### atlasworld's blog

By atlasworld, history, 3 years ago, Given an array A of N numbers, you have to perform B operations. In each operation, you have to pick any one of the N elements and add original value(value stored at index before we did any operations) to it's current value. You can choose any of the N elements in each operation.

Perform B operations in such a way that the largest element of the modified array(after B operations) is minimised. Return an integer corresponding to the minimum possible largest element after K operations.

Example:

Input : A = [1, 2, 3, 4] B = 3

Output : 4

Explanation : After the 1st operation the array would change to [2, 2, 3, 4] After the 2nd operation the array would change to [3, 2, 3, 4] After the 3rd operation the array would change to [4, 2, 3, 4]

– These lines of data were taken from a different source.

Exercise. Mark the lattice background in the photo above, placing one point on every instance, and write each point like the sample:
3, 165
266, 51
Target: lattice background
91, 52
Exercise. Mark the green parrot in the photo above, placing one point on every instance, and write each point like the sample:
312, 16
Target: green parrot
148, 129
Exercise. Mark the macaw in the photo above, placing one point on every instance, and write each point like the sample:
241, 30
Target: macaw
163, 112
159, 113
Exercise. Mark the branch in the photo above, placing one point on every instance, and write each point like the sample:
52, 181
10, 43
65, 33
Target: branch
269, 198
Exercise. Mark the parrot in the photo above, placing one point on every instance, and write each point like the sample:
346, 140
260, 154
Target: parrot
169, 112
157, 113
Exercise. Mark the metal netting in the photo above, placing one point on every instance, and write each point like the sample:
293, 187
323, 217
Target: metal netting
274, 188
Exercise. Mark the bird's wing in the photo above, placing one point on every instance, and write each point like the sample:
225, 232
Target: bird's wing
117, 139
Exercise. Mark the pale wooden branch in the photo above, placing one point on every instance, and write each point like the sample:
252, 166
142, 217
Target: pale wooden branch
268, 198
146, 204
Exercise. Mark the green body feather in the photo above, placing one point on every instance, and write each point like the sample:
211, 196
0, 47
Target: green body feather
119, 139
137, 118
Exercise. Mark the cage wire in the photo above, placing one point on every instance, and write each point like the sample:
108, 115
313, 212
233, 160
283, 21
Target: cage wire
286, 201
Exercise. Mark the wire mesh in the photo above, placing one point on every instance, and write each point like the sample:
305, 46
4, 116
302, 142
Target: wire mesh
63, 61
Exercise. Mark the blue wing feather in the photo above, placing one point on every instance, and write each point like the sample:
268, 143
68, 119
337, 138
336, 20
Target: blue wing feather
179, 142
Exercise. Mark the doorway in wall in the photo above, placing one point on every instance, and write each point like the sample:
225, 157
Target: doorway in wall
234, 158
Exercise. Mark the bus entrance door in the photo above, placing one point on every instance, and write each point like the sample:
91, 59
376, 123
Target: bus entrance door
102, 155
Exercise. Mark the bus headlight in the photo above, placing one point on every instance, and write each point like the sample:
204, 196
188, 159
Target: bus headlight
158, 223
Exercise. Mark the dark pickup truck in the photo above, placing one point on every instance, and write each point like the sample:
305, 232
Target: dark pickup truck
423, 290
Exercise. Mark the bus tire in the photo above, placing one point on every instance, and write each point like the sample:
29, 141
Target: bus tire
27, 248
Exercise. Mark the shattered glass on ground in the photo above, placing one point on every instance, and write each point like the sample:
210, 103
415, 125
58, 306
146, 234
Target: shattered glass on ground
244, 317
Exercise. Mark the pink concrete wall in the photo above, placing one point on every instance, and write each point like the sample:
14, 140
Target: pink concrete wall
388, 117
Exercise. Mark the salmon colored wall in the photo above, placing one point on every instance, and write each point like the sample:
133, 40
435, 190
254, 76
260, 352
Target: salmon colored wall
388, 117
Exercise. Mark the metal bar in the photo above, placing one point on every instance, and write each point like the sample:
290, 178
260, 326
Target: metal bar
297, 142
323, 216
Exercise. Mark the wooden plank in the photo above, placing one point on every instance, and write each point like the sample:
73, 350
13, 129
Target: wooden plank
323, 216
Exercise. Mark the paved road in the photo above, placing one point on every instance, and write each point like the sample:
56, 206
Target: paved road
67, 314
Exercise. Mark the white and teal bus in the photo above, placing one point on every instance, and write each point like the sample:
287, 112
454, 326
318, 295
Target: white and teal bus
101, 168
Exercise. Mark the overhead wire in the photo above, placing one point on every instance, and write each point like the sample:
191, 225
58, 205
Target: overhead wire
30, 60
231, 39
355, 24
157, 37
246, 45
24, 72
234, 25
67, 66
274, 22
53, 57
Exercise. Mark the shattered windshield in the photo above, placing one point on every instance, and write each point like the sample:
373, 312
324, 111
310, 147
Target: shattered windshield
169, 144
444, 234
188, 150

A : [ 8, 6, 4, 2 ] B : 8 The expected returned value : 12

Thanks : the problem is solved, one more way to solve this problem is to use min heap priority queue with the following comparator

struct op
{
bool operator()(const pll &a , const pll &b)
{
return a.fi + a.se > b.fi + b.se; /// greater than bcoz min and max works reverse in comparator, what i observed till now.
}
}; Comments (10)
 » i think this problem can be solved by using binary search on answer. try to think this way.
•  » » Yes I think binary search should work in the range [orginal_max , original_max*(b+1)]. Now to check whether an answer(call it x) is possible or not, greedily start incrementing the value in increasing order such that it is <=x. If you end up such that operations are remaining and can't increment an element anymore then it's not possible.
 » 3 years ago, # | ← Rev. 2 →   I'm not sure about this, but I think it's correct. In each operation, do the operation on the number that will be minimal after it's modified. You can do this using set (for each i from 1 to N, you keep modified_array[i] + original_array[i] in the set) and in each operation you just modify the "best" number (number from set.begin()).
•  » » it may lead to TLE if constraint of B is large and array element is very small.
•  » » » You're right, binary search is a better solution :)
 » 3 years ago, # | ← Rev. 3 →   The ideia I found correct is: Guess the answer to be X. To check if it is possible to find X as a maximum value you have to use at least B operations. The check function is: go from 1 to N and find the Y value that array[i]*Y <= X and Y is the maximum possible number. Then, if the sum of Ys over all the array is greater then or equal to B, X is a possible answer. So, try to decrease the answer. Otherwise, try to increase the answer. To guess the answer, the fastest way is using binary search! Hope it helps you!
•  » » yes, BS can also solve this problem along with priority queue. Thanks !
 » 3 years ago, # | ← Rev. 4 →   This will work. `int Solution::solve(vector &a, int b) { int n=a.size(); //min heap priority_queue< pair , vector >, greater > > q; for(int i=0;i p = make_pair (2*a[i] , i); q.push(p); } int ans=INT_MIN; vector < int > curr=a; while(b--) { pair p=q.top(); int i=p.second; curr[i]+=a[i]; q.pop(); p=make_pair(curr[i]+a[i],i); q.push(p); } for(int i=0;i
•  » » I don't want to be mean. But there's a reason why some people remain gray/green/cyan. It is because they dump unreadable code with masqueraded logic (worse still, some post unformatted code). For God's sake, humans are not compilers. Describe key points of your logic and post minimal and clear code samples.
•  » » » chill bro Below is the approach. After reading the approach go through my code, you will get it.Let’s keep a state array to keep track of the value of every element in the array after K operations. Maintain a state array, which tells about the state of the array after every operation. Initially, state array will be the same as the initial array. We need to consider the next state of every element in the array. Consider a min heap. And initially push the next state of every element in the heap. Note that you need to keep track of the indices of every element in the heap, present in the initial array. Pick the top element, and change the state of that element, in the state array. Pop this element and push the next state in the heap. At every operation we are choosing the element whose next state is minimum, hence there are only two possibilities: 1) Either the maximum element remains the same, and we return that element directly. 2) The next state of the popped element is the maximum. We made sure changing the state of this element is the best option, as the next state of this element is the minimum. Hence the maximum will be the least using this approach.